3. Methodological Commitments
Non-ontological rules that govern the derivation and validation process.
- Parsimony as Heuristic Prior: Simpler models (lower Kolmogorov complexity) are preferred over complex ones, but parsimony is a heuristic for discovery, not a replacement for proof.
- Tier System Rule: All claims must be classified by the Epistemic Tier System (Tier 1: Structural Axiom / Logical Necessity; Tier 1/2: Uniqueness-Justified Structural Postulate; Tier 2: Geometric / Derived from the icosahedral ansatz; Tier 3: Phenomenological / Calibrated; Tier 4: Speculative / Order-of-Magnitude, with explicit OOM bounds). See the Global Front Matter Epistemic Tier System for complete definitions.
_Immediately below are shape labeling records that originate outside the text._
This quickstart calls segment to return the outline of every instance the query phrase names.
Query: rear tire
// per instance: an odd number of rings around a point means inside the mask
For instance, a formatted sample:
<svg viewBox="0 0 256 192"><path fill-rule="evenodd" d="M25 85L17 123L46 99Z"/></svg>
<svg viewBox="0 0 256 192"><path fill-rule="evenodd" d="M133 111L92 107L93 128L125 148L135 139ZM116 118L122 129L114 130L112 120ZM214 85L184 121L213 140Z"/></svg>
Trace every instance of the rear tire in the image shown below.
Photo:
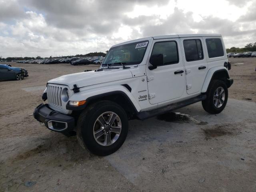
<svg viewBox="0 0 256 192"><path fill-rule="evenodd" d="M206 95L206 99L202 102L206 111L217 114L223 110L228 96L228 88L223 81L213 80L209 85Z"/></svg>
<svg viewBox="0 0 256 192"><path fill-rule="evenodd" d="M21 73L18 73L16 75L16 80L20 81L21 80L23 80L24 78L24 77Z"/></svg>
<svg viewBox="0 0 256 192"><path fill-rule="evenodd" d="M128 128L128 118L123 108L114 102L102 101L88 106L82 112L76 134L83 148L96 155L106 156L122 146Z"/></svg>

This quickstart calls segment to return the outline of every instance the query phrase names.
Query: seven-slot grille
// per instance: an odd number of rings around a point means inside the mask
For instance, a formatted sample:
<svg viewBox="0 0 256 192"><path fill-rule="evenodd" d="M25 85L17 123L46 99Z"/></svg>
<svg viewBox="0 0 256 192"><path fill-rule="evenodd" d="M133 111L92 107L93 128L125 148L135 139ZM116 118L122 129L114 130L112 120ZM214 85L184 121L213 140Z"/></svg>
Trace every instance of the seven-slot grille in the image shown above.
<svg viewBox="0 0 256 192"><path fill-rule="evenodd" d="M63 88L63 87L57 85L48 84L47 85L47 98L49 105L62 109L60 95Z"/></svg>

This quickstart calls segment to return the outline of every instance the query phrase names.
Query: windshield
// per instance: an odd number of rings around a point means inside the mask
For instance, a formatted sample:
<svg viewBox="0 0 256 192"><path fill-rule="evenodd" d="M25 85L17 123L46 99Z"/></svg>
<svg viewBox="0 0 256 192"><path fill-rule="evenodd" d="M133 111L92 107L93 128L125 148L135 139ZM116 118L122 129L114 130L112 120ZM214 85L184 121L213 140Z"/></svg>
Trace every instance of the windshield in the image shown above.
<svg viewBox="0 0 256 192"><path fill-rule="evenodd" d="M111 48L102 64L105 67L124 65L138 65L142 61L148 41L126 44Z"/></svg>

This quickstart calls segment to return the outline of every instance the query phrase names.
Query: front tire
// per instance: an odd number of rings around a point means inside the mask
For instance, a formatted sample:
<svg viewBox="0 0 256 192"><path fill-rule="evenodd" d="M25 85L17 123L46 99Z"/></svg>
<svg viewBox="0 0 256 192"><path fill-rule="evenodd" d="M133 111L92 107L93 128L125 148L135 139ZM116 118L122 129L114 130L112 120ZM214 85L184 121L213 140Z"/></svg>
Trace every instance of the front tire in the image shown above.
<svg viewBox="0 0 256 192"><path fill-rule="evenodd" d="M128 118L123 108L114 102L102 101L88 106L80 114L77 136L83 148L106 156L122 146L128 128Z"/></svg>
<svg viewBox="0 0 256 192"><path fill-rule="evenodd" d="M206 94L206 99L202 102L204 109L212 114L217 114L222 111L228 96L226 83L221 80L213 80L209 85Z"/></svg>
<svg viewBox="0 0 256 192"><path fill-rule="evenodd" d="M21 73L18 73L16 75L16 80L20 81L21 80L23 80L24 78L24 77Z"/></svg>

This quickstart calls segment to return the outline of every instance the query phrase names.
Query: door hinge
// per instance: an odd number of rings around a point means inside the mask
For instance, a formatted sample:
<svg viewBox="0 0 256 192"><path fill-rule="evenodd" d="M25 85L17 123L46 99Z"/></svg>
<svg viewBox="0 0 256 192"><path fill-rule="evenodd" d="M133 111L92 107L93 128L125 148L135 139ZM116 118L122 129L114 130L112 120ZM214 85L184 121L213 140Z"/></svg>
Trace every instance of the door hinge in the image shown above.
<svg viewBox="0 0 256 192"><path fill-rule="evenodd" d="M187 90L191 89L192 87L192 85L191 84L189 84L188 85L187 85Z"/></svg>
<svg viewBox="0 0 256 192"><path fill-rule="evenodd" d="M154 79L154 76L147 76L147 81L148 82L149 81L152 81Z"/></svg>
<svg viewBox="0 0 256 192"><path fill-rule="evenodd" d="M190 70L190 69L186 69L186 70L185 70L185 71L186 71L186 74L189 74L189 73L190 73L190 72L191 72L191 71Z"/></svg>
<svg viewBox="0 0 256 192"><path fill-rule="evenodd" d="M156 94L155 93L150 93L148 94L148 98L149 99L152 99L154 97L156 97Z"/></svg>

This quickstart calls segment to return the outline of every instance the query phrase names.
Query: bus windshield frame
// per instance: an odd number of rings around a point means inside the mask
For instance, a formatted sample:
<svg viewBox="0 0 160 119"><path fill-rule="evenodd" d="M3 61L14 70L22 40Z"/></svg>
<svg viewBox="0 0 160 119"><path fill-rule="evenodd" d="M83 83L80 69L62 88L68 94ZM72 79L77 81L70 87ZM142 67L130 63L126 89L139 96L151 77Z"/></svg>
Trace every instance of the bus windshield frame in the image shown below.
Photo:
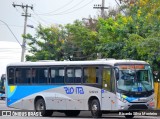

- Calibration Rule: All fundamental constants must be derived from dimensionless geometric ratios. SI units are only used via a declared experimental anchor (e.g., the electron mass).
4. Physical Modeling Postulates (EFT-Level)
Specific assumptions used for mapping geometric structures to Standard Model entities.
- Defect/Soliton Matter Model: Particles are modeled as topological defects or solitons within the lattice strain field.
- Phonon/Phason Split: The separation of degrees of freedom into "Standard Physics" (Phonons) and "Dark/Information Physics" (Phasons).